I spent a number of my childhood years in Riyadh, Saudi Arabia in the 80s and 90s due to my father’s work, but I always commuted back and forth between school in upstate New York and summers in the kingdom with my family. My cousin lived in Riyadh and attended a public high school up through her senior year.
When my cousin completed high school, she visited King Faisal University, one of the many public colleges in the kingdom, which has both male and female sections. She described the scene for me. At the university, women are segregated from their male peers, and even their professors. In the classroom, women sit at desks surrounded by wood panels on either side. Professors lecture from remote locations and the women listen through a TV screen. And if a female student has a question during class, she alerts the professor by pressing a button below her TV screen and addressing the professor through a microphone.
Saudi men often study abroad if they can afford tuition and maneuver getting a student visa. It’s considered more prestigious to study outside the country, so if they can’t go to the United States or Europe to study, Saudi men enroll in universities in the Middle East instead of staying in the kingdom.
It’s another story for women.
Women who wish to continue their education beyond high school are often persuaded to stay within the kingdom’s reigns, as it isn’t customary for women to leave their home before marriage. And if a woman does leave, she must be accompanied by her spouse or a male relative. Women experienced university studies in Saudi Arabia as they experience much of life in the kingdom — behind the veil. However this new initiative by King Abdullah may be one of many nascent steps to reform, and possibly indicative of relaxing social norms in the conservative kingdom.
Princess Noura Bint Abdulrahman University for Girls, set to be completed in 2010, will allow women to study medicine, pharmacy, management, computer sciences and various languages—subjects that women have difficulty studying in the gender-segregated public universities in Saudi Arabia. University president Princess Al-Jowhara Bint Fahd said that the university is designed to become the world’s largest center of higher learning for women.
“We want to make it a leading international institution,” said Princess Al-Jowhara.
“This is a milestone in the kingdom’s history, particularly in the history of women’s education,” said Ibrahim Al Assaf, Minister of Finance. “The campus would include an administration building, a central library, conference centers, buildings for 15 academic faculties, several laboratories and a 700-bed hospital equipped with state-of-the-art facilities.”
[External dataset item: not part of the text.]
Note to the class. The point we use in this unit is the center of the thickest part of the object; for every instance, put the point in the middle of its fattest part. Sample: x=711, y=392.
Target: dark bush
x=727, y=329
The university will be built on the eastern suburbs of Riyadh, with the capacity to enroll about 40,000 female students.The environmentally friendly university will include a high-tech transport system with automatic and computer-controlled vehicles linking all important facilities at the university. The campus will also include housing for university staff, mosques, a kindergarten and an exclusive amusement center for families and students.
And the price tag on the women’s university will be approximately $5 billion USD.
“The king’s presence here shows his generous support for women empowerment in Saudi Arabia and his keen desire to promote higher education,” said Khaled Al-Anqari, the Minister of Higher Education.